1.23.5 Reproducability in practice

  • One folder for all files/project
    • …folder can be zipped and be shared/uploaded
    • I prefer no subfolders
  • Filenames should be logic
    • Main file with text/code: “paper.rmd”, “report.rmd”
    • Data files: "data_xxxxxx.*"
    • Image files: "fig_xxxxxx.*"
    • Tables files: "table_xxxx.*"
    • etc.
  • Important: Use document outline in R studio: Ctrl + Shift + O
  • Name rchunks according to what they do or produce
    • “fig-…” for chunks producing figures
    • “table-…” for chunks producing tables
    • “model-…” for chunks producing model estimates
    • “import-…” for chunks importing data
    • “recoding-…” for chunks in which data is recoded
  • Use “really” informative variable names
    • Q: What do you think does the variable trstep measure? + How could we call this variable instead?

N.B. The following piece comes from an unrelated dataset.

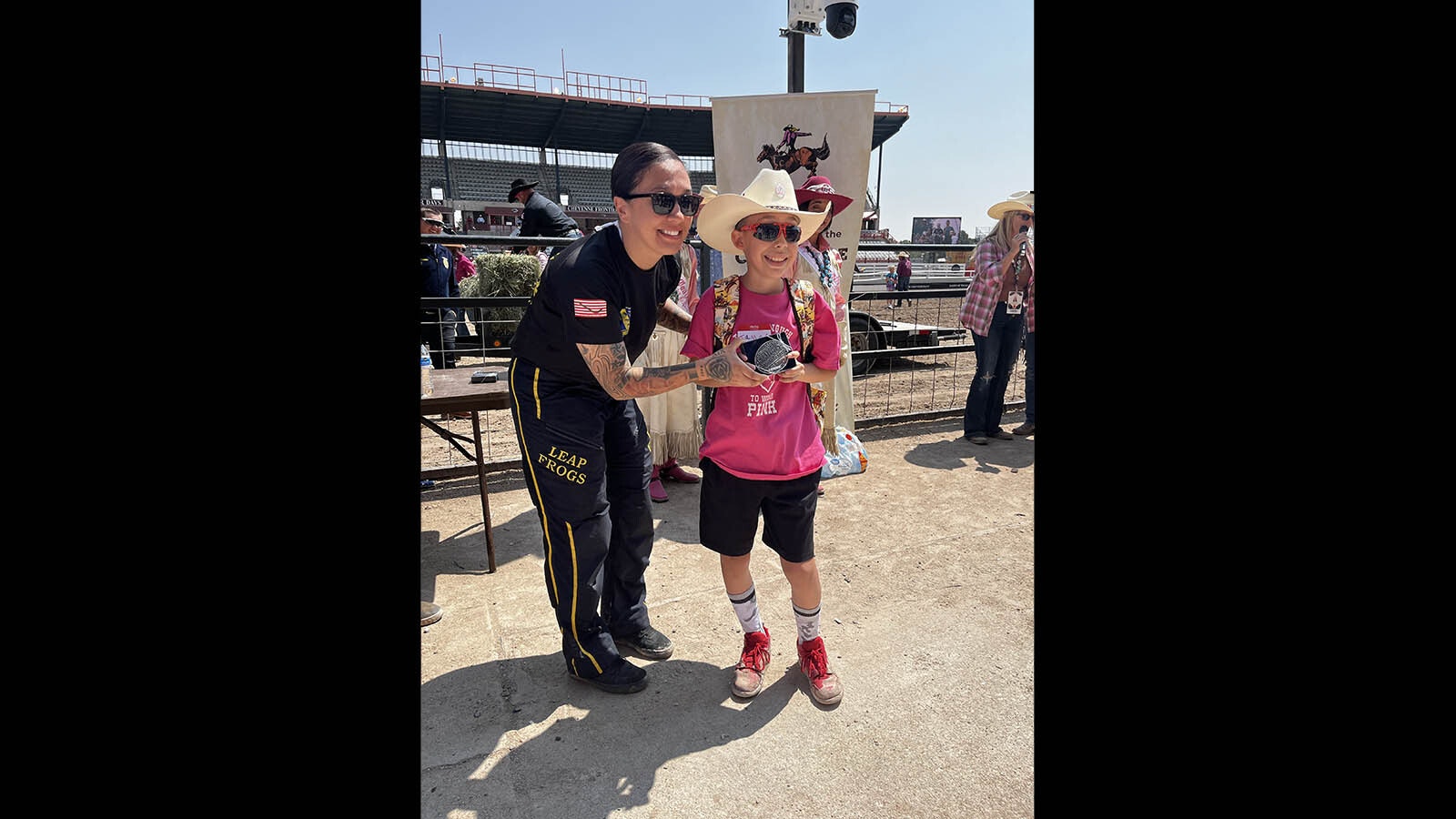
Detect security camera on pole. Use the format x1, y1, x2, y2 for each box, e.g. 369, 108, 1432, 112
779, 0, 859, 93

    • In part this happens automatically, because those names are used in tables etc.
  • Use unique identifiers in the final document, e.g. for models “M1”, “M2” etc.
    • These should also appear in the published paper
    • …it will help others if you do the same for figures, tables etc.
  • ALWAYS store the raw data, even if you scrape it from websites (they might disappear)


  1. See for instance the discussion surrounding the use of p-values/statistical significance(e.g. Gill 1999) and current discussion about post-treatment bias (e.g. King 2010; Acharya, Blackwell, and Sen 2016).